Sérgio Moro, el justiciero de Brasil
Con 43 años, el juez de la Operación Lava Jato, es el nuevo ídolo del país
FELIPE BETIM São Paulo 18 AGO 2015 - 12:01 CEST
Brasil tiene su justiciero, una figura a quien llamar “héroe nacional”. Se llama Sérgio Moro, el juez federal de 43 años que comanda la operación Lava Jato, que hace temblar al mundo político. Su nombre estaba impreso en miles de camisetas y carteles el pasado domingo en las manifestaciones contra el Gobierno de Dilma Rousseff (PT). El cartel que llevaba Ana Maria Iten, que protestó en la Avenida Paulista de São Paulo, resumía el ambiente en todo el país: “Viva Moro, Fuera Dilma, Fuera PT”.
Desde su despacho en Curitiba, capital del Estado de Paraná, Moro investiga una trama corrupta de sobornos y lavado de dinero —su principal especialidad— que sacó a la luz los desvíos en Petrobras. Pero el foco ya no está solo en la petrolera pública. Las investigaciones incluyen otros organismos, ministerios y empresas públicas.
La trama Lava Jato es imprevisible. Nadie sabe qué ocurrirá mañana. Se parece cada vez más a la operación Manos Limpias de Italia, principal inspiración de Moro para su trabajo. Los pactos políticos en Brasilia parecen no ser tan decisivos ante su decisión de llevar a cabo una limpieza en el país. Uno piensa que las investigaciones pueden llegar hasta la puerta de su casa en cualquier momento. Nadie está protegido.
Ese es su encanto. En un país acostumbrado a una corrupción endémica y a la impunidad de los poderosos, Moro parece personificar la figura del Brasil que todos desean: serio, honesto e intolerante ante la corrupción. Poco se sabe sobre su vida personal, aparte de que está casado, tiene dos hijos, le encanta el ciclismo y es experto en crímenes financieros, con un doctorado en Filosofía por la Universidad de Harvard. Quienes le conocen suelen utilizar adjetivos como “valiente”, “severo” y “activo”.
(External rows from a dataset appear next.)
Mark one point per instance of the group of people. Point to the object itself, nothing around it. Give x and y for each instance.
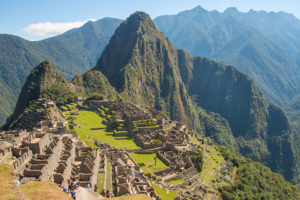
(72, 186)
(106, 194)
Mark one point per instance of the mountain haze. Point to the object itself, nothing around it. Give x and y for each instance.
(73, 52)
(251, 41)
(150, 71)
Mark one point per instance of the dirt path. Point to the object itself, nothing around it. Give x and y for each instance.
(85, 194)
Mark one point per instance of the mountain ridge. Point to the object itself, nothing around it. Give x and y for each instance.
(150, 71)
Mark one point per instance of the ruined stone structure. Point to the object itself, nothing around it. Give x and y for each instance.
(63, 171)
(86, 167)
(127, 177)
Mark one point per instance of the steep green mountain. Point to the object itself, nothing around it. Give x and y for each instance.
(262, 130)
(72, 52)
(149, 71)
(259, 44)
(43, 81)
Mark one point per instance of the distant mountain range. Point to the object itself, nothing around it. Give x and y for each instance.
(72, 52)
(216, 100)
(263, 45)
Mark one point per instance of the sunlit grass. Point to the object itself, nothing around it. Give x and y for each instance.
(149, 162)
(90, 126)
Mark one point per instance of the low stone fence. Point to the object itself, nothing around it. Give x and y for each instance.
(26, 157)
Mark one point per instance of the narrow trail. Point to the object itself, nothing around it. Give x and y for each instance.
(85, 194)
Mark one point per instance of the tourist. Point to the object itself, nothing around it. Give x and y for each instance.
(73, 194)
(65, 189)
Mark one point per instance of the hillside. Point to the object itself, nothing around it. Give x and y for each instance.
(165, 157)
(249, 41)
(151, 72)
(73, 52)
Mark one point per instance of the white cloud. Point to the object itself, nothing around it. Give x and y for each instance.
(48, 29)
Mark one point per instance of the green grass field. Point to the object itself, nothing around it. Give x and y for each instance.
(108, 177)
(149, 162)
(176, 182)
(163, 194)
(100, 182)
(87, 120)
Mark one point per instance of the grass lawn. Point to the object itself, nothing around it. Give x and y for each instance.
(176, 182)
(88, 120)
(7, 189)
(148, 160)
(163, 194)
(35, 190)
(108, 177)
(100, 182)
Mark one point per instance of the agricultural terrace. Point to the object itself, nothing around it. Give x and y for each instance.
(147, 163)
(89, 126)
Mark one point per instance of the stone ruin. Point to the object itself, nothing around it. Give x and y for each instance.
(86, 167)
(127, 177)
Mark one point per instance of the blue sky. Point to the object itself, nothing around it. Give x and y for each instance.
(26, 18)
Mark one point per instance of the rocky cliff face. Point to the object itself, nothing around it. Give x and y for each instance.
(144, 67)
(43, 81)
(141, 66)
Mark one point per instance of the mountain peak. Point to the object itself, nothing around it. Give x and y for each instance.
(127, 41)
(39, 79)
(231, 10)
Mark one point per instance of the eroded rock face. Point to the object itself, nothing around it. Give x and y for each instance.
(150, 71)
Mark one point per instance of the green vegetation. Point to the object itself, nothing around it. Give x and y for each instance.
(198, 160)
(60, 93)
(8, 190)
(211, 162)
(100, 182)
(176, 182)
(73, 53)
(147, 163)
(90, 127)
(163, 194)
(108, 177)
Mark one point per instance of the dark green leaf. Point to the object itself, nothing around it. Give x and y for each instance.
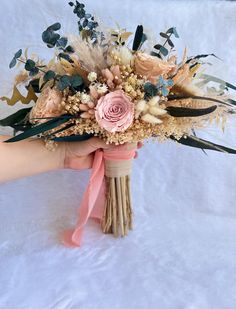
(197, 142)
(15, 118)
(201, 56)
(34, 83)
(62, 42)
(138, 37)
(189, 112)
(73, 138)
(177, 97)
(69, 49)
(49, 75)
(41, 128)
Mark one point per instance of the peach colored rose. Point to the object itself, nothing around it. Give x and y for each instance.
(151, 66)
(114, 111)
(112, 76)
(47, 105)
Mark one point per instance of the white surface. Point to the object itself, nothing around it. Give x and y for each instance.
(182, 252)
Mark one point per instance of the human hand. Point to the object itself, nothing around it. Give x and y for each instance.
(79, 155)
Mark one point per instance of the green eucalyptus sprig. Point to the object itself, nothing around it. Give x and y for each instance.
(74, 82)
(30, 65)
(87, 25)
(54, 39)
(162, 50)
(161, 88)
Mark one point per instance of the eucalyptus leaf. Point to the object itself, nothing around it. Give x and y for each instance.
(164, 35)
(189, 112)
(54, 27)
(18, 54)
(62, 42)
(34, 71)
(15, 118)
(29, 65)
(170, 43)
(73, 138)
(76, 81)
(163, 51)
(66, 57)
(150, 89)
(197, 142)
(49, 75)
(38, 129)
(64, 82)
(158, 46)
(138, 37)
(12, 63)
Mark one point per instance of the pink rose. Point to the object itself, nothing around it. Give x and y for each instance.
(114, 111)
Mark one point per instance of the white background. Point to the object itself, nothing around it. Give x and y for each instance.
(182, 251)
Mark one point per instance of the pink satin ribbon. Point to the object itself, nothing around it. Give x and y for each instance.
(93, 201)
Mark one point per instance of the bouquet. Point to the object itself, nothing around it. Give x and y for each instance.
(124, 88)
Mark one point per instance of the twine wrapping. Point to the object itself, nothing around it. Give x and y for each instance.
(94, 199)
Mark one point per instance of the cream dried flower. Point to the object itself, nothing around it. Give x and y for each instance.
(92, 76)
(85, 98)
(123, 54)
(102, 89)
(150, 110)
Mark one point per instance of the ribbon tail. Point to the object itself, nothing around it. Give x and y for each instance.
(72, 238)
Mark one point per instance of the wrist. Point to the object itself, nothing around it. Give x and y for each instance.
(61, 152)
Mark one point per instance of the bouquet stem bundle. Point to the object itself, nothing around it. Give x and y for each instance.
(118, 215)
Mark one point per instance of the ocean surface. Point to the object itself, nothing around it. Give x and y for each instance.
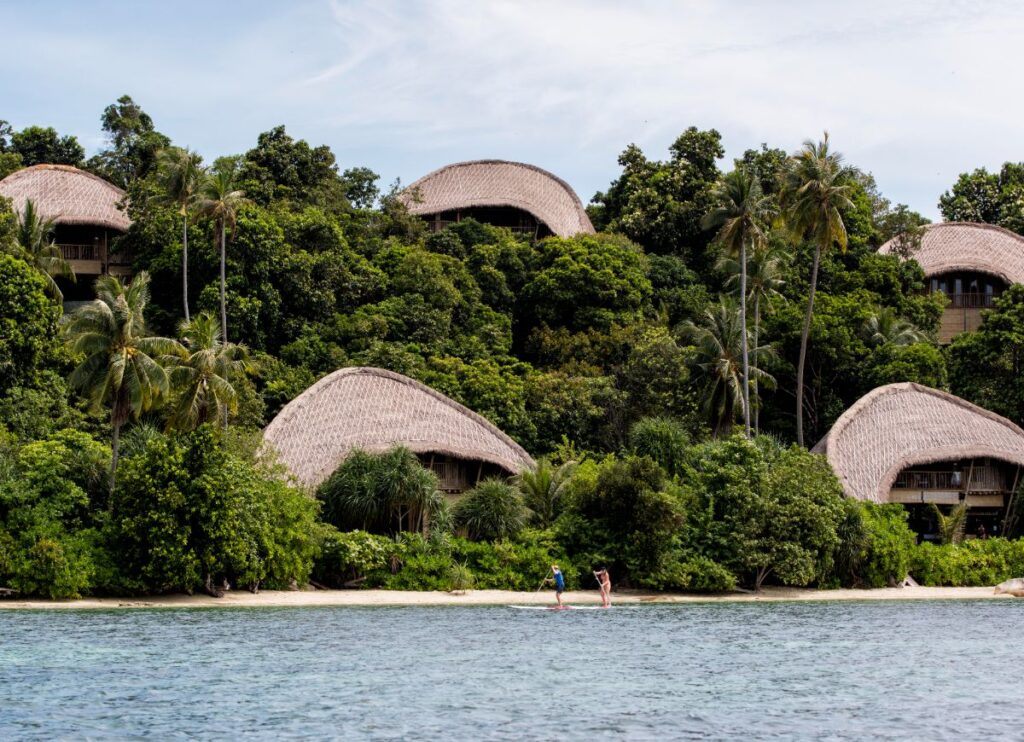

Muchos tabúes nacionales se han roto con el caso Lava Jato, pero quizá el principal ha sido que, por primera vez, decenas de miembros del establishment empresarial fueron a la cárcel, entre ellos, Marcelo Odebrecht, ejecutivo de la mayor constructora del país desde la dictadura militar. Aun así, esta valentía ante los corruptos está lejos de ser unánime. Los abogados defensores acusan a Moro de ser demasiado estricto a la hora de decretar la prisión de los involucrados. Muchos expertos reprochan, además, la figura de la delación premiada (acuerdo por el que se obtiene una reducción de la condena o el perdón judicial a cambio de confesión o información), para ellos un método de coerción para que los involucrados colaboren con la justicia. Miembros del PT, sus electores y hasta el polémico Eduardo Cunha —presidente de la Cámara y señalado por un delator de recibir cinco millones de dólares en sobornos— acusan a Moro de comandar un espectáculo —un populismo jurídico— con la intención de, en algún momento, llevar al expresidente Luiz Inácio Lula da Silva a la cárcel.
Le pasa a Moro como a Joaquim Barbosa, el exjuez del Supremo que coordinó el juicio del mensalão. Barbosa fue, como Moro, considerado un justiciero, un héroe nacional, pero también le acusaron de querer comandar un espectáculo, con intenciones políticas y electorales. Cuando terminó el juicio, Barbosa se jubiló y poco se sabe sobre él. Quizá solo buscaba hacer bien su trabajo, lo que le parecía lo más correcto y que estaba en su agenda como jurista. Quizá Moro también.